Calvino e a Vida Espiritual
“Somos de Deus. Portanto, vivamos e morramos para ele. Somos de Deus: permitamos que a sua sabedoria e a sua vontade governem todas as nossas ações. Somos de Deus, por conseguinte, todas as partes de nossa vida devem se empenhar por ele, como nosso único alvo lícito (Rm 14.8; 1 Co 6.19). Oh! quanto benefício tem desfrutado o homem que, havendo sido ensinado que não pertence a si mesmo, abandonou o domínio e o governo de sua própria razão, para sujeitá-la a Deus!” (Institutas, 3.7.1).
A página de abertura de cada edição das Institutas da Religião Cristã estampa as palavras que são o tema que consolidou a vida de João Calvino: “A sabedoria verdadeira e correta consiste de duas partes: o conhecimento de Deus e o de nós mesmos”. Ele escreveu essas palavras em 1536, e, em todos os anos seguintes, a ênfase permaneceu a mesma. Calvino se julgava um pecador que devia a Deus tudo o que era. Fora Deus quem subjugara sua mente ao conhecimento de Cristo. A piedade resgatada na Reforma tem sido, às vezes, caricaturada como uma vida de obediência fria e austera a Deus. Mas a caricatura se fundamenta na ignorância quanto à relação entre o amor a Deus e a gratidão de corações que crêem. Glorificar este Deus gracioso e não desagradar-Lhe são, necessariamente, os desejos daqueles que Ele redime.
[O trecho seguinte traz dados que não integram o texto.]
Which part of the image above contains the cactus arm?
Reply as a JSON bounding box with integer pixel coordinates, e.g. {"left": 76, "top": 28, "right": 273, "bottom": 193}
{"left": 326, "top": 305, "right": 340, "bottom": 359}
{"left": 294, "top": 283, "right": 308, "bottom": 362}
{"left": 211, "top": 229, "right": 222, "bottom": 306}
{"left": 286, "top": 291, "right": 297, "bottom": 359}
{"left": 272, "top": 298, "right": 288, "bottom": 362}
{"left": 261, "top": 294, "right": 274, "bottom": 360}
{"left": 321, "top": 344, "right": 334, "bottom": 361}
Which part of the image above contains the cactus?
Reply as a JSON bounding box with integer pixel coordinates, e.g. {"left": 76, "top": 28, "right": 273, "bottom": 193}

No entanto, há perigos para aqueles que reverenciam a memória de Calvino. Mencionarei dois dos perigos que se me apresentam:
Primeiro, em nossos círculos, a piedade e a santidade não são as características da crença calvinista na proporção que deveriam ser. Cremos que a revelação divina nos foi dada em proposições e palavras; e temos de lutar por isso. Mas a verdade é crida corretamente à medida que a incorporamos à vida. O evangelho propagou-se pela Europa no século XVI por meio do testemunho de pessoas transformadas.
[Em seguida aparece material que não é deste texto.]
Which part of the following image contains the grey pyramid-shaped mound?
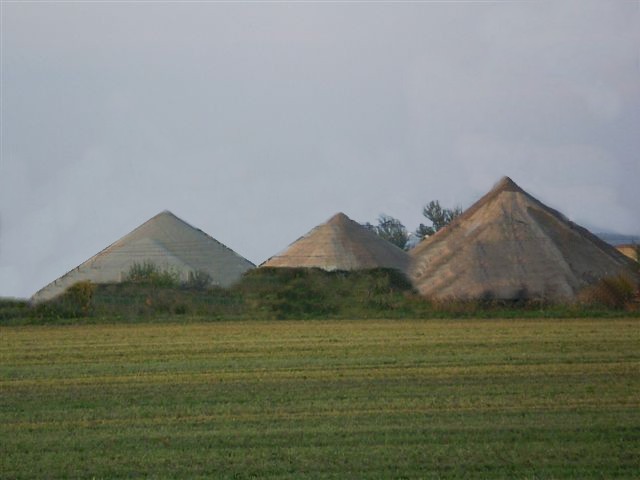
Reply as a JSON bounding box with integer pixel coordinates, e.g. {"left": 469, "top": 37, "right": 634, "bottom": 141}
{"left": 410, "top": 177, "right": 638, "bottom": 301}
{"left": 261, "top": 212, "right": 410, "bottom": 272}
{"left": 32, "top": 211, "right": 255, "bottom": 302}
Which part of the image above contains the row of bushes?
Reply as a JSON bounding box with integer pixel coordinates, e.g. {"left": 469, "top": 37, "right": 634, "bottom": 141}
{"left": 1, "top": 267, "right": 638, "bottom": 324}
{"left": 126, "top": 261, "right": 214, "bottom": 289}
{"left": 14, "top": 268, "right": 415, "bottom": 322}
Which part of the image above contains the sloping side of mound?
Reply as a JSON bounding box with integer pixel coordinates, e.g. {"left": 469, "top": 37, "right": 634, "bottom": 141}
{"left": 410, "top": 177, "right": 638, "bottom": 301}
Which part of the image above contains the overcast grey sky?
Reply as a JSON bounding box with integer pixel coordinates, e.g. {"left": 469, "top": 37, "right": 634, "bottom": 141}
{"left": 1, "top": 1, "right": 639, "bottom": 299}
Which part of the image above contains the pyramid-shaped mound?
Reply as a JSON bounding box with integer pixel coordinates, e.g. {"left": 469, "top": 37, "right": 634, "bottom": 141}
{"left": 31, "top": 211, "right": 255, "bottom": 302}
{"left": 261, "top": 212, "right": 410, "bottom": 272}
{"left": 410, "top": 177, "right": 639, "bottom": 301}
Com muita freqüência, as crenças associadas ao nome de Calvino têm sido identificadas com o salão de preleções e a erudição. Já tive a oportunidade de ouvir preleções sobre “os cinco pontos do calvinismo” apresentadas como se estivéssemos em uma palestra sobre Química.
Não é somente por meio de argumentação ou de ensino que o cenário atual pode ser revertido. “O reino de Deus consiste não em palavra, mas em poder” (1 Co 4.20), pois somente o Espírito Santo é a fonte do testemunho que não consiste apenas em palavras.
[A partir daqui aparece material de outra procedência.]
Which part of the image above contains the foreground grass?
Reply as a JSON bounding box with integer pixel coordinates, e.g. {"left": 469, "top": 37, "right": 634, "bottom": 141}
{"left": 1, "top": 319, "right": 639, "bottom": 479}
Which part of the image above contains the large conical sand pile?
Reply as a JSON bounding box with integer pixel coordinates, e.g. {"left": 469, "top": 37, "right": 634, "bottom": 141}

Segundo, nosso exemplo precisa ser o melhor argumento de que a crença na soberania de Deus não enfraquece a pregação evangelística. Há exceções proeminentes, mas, ao examinarmos amplamente o cenário cristão, há algumas explicações para a idéia de que a crença calvinista obstrui a paixão evangelística. Com essa percepção, poderíamos nos enganar imaginando que estamos livres de culpa. Temos achado mais fácil ser “mestres” e “defensores” da verdade do que evangelistas dispostos a morrer para que homens sejam convertidos. Às vezes, podemos dar a outros cristãos a impressão de que julgamos o calvinismo como coexistente com o cristianismo e de que toda a mensagem do evangelho pode ser encaixada nos cinco pontos do calvinismo. Esses pontos não devem ser depreciados, Deus, porém, é muito mais incompreensível do que nosso entendimento, e há outras verdades a serem pregadas que estão além de nossa capacidade de harmonizá-las.
Neste ponto, Calvino nos adverte. Ao falar sobre os convites indiscriminados de Cristo, em João 5, ele observou: “Cristo estava pronto a se dar a eles, se estivessem dispostos a crer”. Jesus pôde dizer que “não se perderia nenhum dos que o Pai desejava fossem salvos” e, apesar disso, advertir seus ouvintes a que não deixassem passar a oportunidade de salvação.
Onde a verdade calvinista é apresentada como se não houvesse em Deus nenhum amor pelos pecadores como pecadores — que Ele tem consideração apenas pelos eleitos —, não devemos nos admirar de que ali a pregação evangelística seja hesitante. O pregador tem de ser possuído por um amor para com todos, pois, do contrário, não apresentará o Salvador em cujo nome ele fala. Os homens de crenças calvinistas que se destacaram como evangelistas e missionários sempre foram exemplo disso.
Traduzido por: Wellington Ferreira
Do prefácio do livro: John Calvin – A heart for devotion, doctrine & doxology.